HLO Graph Diff Verification Testing

HLO Graph Diff Verification Testing#

This document provides context for the HLO Graph Diff tests, what HLO is, and how to manage reference baselines.

What is HLO?#

HLO (High-Level Optimizer) is the intermediate representation used by XLA (Accelerated Linear Algebra) to capture the lowering compiler graph structures.

An HLO module records:

The sequences of low-level math operations (dot products, convolutions, additions).
Array tensor shapes and numerical precisions.
Multipod TPU cluster partitioning array sharding mappings.

Purpose of HloDiffTest#

The primary purpose of the TestHloDiff validation checks is to ensure that refactoring PRs are purely refactoring code and not unintentionally impacting graph compiler lowering or performance.

For pure refactors: The HLO graph layout should remain strictly identical. Any detected deviation flags that execution boundaries or operation pipelines might have changed under the hood.
For dependency updates: Changes to framework dependencies (like updating JAX or XLA versions) are expected to slightly alter compiled HLO output layouts, which makes baseline updates appropriate in those scenarios.

How the Test Works#

This test runs automatically as part of the tpu-integration CI test suite on every Pull Request.

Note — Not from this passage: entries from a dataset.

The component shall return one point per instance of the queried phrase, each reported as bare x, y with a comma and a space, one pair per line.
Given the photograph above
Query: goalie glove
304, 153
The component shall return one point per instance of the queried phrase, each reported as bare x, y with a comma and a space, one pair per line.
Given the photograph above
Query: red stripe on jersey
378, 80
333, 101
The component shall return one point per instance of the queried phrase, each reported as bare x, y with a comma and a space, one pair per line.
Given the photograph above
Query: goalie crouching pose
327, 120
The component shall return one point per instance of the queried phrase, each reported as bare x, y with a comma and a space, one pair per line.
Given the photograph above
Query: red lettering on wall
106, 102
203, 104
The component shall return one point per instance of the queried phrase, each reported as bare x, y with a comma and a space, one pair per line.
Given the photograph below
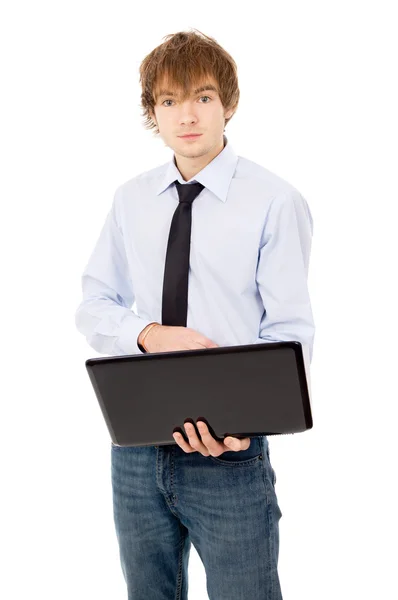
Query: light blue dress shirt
250, 249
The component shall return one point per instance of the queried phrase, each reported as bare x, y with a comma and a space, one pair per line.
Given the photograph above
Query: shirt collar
216, 176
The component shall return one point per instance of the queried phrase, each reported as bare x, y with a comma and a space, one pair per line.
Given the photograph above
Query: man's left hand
208, 446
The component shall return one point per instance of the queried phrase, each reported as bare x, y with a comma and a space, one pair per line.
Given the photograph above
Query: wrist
143, 336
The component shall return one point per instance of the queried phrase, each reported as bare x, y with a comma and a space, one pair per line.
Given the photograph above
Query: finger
236, 444
194, 440
182, 443
214, 447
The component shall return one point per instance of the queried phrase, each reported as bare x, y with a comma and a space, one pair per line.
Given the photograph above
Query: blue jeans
165, 498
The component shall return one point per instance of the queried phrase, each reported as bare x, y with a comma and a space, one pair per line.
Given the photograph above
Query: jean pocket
242, 457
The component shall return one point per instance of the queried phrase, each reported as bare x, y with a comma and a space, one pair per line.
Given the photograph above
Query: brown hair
184, 60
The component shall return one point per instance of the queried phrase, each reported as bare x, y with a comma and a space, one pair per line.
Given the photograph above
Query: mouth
190, 137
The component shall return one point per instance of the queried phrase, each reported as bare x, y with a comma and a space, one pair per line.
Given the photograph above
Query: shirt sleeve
104, 316
282, 273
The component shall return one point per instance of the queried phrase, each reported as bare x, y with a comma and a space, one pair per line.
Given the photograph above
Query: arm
104, 316
282, 273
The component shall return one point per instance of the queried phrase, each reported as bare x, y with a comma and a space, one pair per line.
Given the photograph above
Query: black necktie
175, 282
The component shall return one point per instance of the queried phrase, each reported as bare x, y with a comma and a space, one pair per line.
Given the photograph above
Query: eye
200, 98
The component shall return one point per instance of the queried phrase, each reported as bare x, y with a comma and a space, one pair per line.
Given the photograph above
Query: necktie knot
188, 192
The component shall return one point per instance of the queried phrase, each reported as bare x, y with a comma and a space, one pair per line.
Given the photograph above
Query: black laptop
243, 391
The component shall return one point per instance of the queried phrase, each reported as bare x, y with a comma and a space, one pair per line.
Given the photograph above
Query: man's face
201, 113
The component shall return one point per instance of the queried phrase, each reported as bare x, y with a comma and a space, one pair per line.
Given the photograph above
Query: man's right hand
167, 338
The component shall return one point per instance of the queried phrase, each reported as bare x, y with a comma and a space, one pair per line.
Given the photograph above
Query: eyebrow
204, 88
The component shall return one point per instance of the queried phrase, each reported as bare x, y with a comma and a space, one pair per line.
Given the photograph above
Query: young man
250, 241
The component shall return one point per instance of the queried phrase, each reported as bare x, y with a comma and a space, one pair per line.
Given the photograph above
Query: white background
318, 108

When the test method executes, it performs the following sequence of actions:

Triggers Compilation: It runs the model training lifecycle compilation-only phase (invoking train_compile.main()) without actually allocating hardware compute nodes or running optimization passes.
Dumps HLO modules: Instructs the XLA compiler back-end to capture optimizer operations lowering structure graphs and dump them to text files.
Strict comparison matches: Compares the structural lines of the generated representation graph directly against baseline .txt copies stored under tests/utils/.

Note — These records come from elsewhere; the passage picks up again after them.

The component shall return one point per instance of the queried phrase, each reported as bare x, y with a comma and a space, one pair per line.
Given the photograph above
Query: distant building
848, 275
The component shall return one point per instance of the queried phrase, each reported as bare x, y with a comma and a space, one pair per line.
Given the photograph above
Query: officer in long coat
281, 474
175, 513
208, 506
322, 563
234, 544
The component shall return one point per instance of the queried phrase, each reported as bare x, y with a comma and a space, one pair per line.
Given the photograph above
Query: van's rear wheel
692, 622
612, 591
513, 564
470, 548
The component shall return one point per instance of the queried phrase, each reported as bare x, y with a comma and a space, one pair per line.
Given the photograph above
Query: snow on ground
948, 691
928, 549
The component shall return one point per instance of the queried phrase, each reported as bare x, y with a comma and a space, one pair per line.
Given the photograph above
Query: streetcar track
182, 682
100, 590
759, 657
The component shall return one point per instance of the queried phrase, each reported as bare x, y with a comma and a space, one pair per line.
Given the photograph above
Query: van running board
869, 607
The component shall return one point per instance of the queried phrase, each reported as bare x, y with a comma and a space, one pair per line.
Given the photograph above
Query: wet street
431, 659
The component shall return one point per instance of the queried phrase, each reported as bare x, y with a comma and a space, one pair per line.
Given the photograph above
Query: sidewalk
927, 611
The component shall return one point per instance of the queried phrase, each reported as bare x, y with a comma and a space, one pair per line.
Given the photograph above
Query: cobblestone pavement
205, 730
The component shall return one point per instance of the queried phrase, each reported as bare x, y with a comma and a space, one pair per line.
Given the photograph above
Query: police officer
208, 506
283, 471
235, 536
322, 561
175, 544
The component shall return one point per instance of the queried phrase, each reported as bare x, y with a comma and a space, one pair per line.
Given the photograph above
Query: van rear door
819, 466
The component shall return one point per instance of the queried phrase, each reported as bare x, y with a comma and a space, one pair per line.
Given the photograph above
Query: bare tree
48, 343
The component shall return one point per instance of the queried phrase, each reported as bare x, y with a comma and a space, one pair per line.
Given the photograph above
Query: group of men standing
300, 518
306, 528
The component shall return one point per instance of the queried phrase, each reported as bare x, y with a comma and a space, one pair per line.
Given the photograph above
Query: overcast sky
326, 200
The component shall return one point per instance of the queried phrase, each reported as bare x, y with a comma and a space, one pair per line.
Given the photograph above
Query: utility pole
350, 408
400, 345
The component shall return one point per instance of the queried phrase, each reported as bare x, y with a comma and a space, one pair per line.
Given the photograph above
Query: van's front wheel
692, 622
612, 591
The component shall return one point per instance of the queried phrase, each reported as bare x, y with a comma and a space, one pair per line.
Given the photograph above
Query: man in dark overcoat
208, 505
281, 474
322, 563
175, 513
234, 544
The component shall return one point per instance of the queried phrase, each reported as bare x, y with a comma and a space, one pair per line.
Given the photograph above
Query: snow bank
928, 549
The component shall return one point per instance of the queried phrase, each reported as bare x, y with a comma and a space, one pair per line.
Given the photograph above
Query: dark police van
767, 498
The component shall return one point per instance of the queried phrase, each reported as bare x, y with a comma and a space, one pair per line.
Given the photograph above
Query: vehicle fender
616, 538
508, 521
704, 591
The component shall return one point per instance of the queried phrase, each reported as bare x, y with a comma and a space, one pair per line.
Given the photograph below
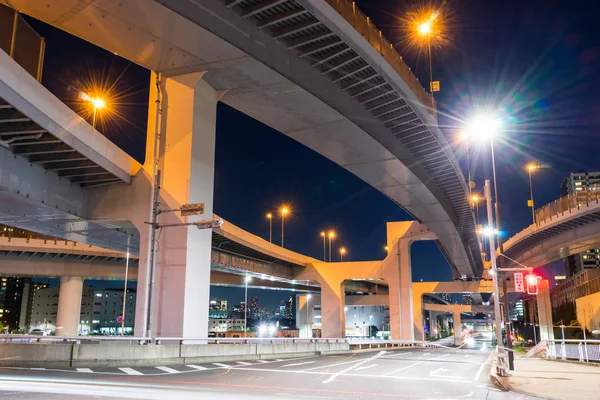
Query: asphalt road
393, 374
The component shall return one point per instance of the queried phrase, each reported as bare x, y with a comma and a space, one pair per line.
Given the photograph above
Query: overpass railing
365, 27
567, 204
21, 42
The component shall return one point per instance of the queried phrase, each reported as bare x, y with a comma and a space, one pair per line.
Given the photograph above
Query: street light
284, 212
482, 128
246, 280
307, 317
342, 252
324, 236
270, 218
530, 169
331, 235
97, 102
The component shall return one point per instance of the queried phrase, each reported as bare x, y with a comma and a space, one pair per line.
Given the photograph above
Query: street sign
519, 282
192, 209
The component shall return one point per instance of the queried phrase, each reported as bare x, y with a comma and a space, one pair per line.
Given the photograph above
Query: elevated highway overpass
317, 71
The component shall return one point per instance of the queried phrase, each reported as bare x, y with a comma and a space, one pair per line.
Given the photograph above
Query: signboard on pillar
519, 282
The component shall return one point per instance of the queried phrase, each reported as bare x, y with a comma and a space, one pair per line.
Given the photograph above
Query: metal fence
21, 42
567, 204
580, 350
365, 27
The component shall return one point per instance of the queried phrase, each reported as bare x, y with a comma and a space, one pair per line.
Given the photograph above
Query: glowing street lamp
284, 211
97, 102
324, 236
331, 236
530, 169
270, 218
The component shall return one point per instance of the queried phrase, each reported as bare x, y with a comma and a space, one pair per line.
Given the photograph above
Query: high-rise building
582, 185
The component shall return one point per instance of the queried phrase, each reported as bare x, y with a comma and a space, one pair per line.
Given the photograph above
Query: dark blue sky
537, 61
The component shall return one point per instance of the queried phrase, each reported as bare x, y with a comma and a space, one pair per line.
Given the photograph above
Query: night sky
535, 61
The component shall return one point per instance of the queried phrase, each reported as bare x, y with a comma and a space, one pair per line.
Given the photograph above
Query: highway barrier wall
119, 354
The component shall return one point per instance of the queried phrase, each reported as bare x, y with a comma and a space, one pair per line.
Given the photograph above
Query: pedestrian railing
567, 204
569, 349
365, 27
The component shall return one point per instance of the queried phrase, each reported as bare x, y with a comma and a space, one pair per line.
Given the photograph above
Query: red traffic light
532, 283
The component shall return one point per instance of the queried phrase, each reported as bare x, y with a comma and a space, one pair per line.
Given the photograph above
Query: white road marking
367, 367
296, 364
478, 374
366, 360
415, 364
130, 371
169, 370
197, 367
407, 378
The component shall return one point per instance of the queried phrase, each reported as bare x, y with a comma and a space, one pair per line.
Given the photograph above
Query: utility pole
496, 273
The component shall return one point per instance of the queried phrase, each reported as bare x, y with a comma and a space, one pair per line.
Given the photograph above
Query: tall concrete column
457, 327
186, 152
333, 317
69, 305
545, 311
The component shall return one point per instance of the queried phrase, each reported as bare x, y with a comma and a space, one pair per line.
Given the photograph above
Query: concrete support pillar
333, 317
545, 311
69, 305
457, 328
305, 305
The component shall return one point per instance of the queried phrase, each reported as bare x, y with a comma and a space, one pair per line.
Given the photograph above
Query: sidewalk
555, 379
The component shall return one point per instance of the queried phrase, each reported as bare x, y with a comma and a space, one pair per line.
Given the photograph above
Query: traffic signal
532, 284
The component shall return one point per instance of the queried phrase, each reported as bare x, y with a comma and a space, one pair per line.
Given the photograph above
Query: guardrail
374, 36
21, 42
569, 349
567, 204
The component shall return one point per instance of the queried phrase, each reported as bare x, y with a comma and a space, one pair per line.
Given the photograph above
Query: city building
98, 315
581, 185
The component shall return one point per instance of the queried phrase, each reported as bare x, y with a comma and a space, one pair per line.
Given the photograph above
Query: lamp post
485, 127
324, 236
246, 280
97, 102
307, 317
342, 252
284, 212
270, 218
331, 235
530, 169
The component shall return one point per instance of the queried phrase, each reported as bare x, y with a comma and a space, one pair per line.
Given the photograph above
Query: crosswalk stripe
169, 370
130, 371
199, 368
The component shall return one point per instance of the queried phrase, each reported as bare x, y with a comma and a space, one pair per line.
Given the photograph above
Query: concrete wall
68, 354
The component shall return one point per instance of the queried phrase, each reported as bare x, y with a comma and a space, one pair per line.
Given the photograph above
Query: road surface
392, 374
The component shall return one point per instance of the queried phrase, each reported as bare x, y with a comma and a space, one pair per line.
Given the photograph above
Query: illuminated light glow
484, 127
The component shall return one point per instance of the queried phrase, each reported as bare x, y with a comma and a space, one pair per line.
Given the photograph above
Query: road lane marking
334, 376
169, 370
196, 367
367, 367
415, 364
296, 364
130, 371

Updating HLO reference files#

When intended architectures transformations alter graph lowering, reference file baselines require updates.

[!IMPORTANT]
While running the update script locally is not the end of the world, relying on local execution can cause remote CI tests to fail. The PR verification pipelines run the tests in a strictly locked GitHub Actions environment. The smallest discrepancies in local library installations will introduce slight backend lowering graph deviations. If your local execution leads to a remote CI check failure, rely on the GitHub Action trigger described below to generate environment-matching baselines.

Method 1: Run the manual GitHub Action Workflow (Highly Recommended)#

Triggering the CI workflow guarantees execution runs within the correct environment isolation scope.

Option A: Using the GitHub UI#

Go to the Actions tab in the repository browser.
Find the manual workflow: Update HLO References (for hlo_diff_test.py).
Run it targeting your PR workspace branch. It compiles the graph layout and commits the baseline update files back to the branch automatically.

Option B: Using the GitHub CLI (`gh`)#

Alternatively, you can trigger the remote workflow via terminal CLI execution:

gh workflow run update_reference_hlo.yml --ref <branch>

[!NOTE] A successful run of the manual update workflow will add a new commit to your Pull Request branch. Once complete, you must:

Pull the new commit from remote.

Squash the commits in your branch once again to keep your PR history clean.

Push the squashed commit to remote.

Retry the tpu-integration workflow to verify tests pass on your PR.

Method 2: Local Execution#

If you need to test or update baselines manually during development:

source .venv/bin/activate
pytest tests/integration/hlo_diff_test.py -v

Or to force update the local baselines:

python3 tests/utils/update_hlo_references.py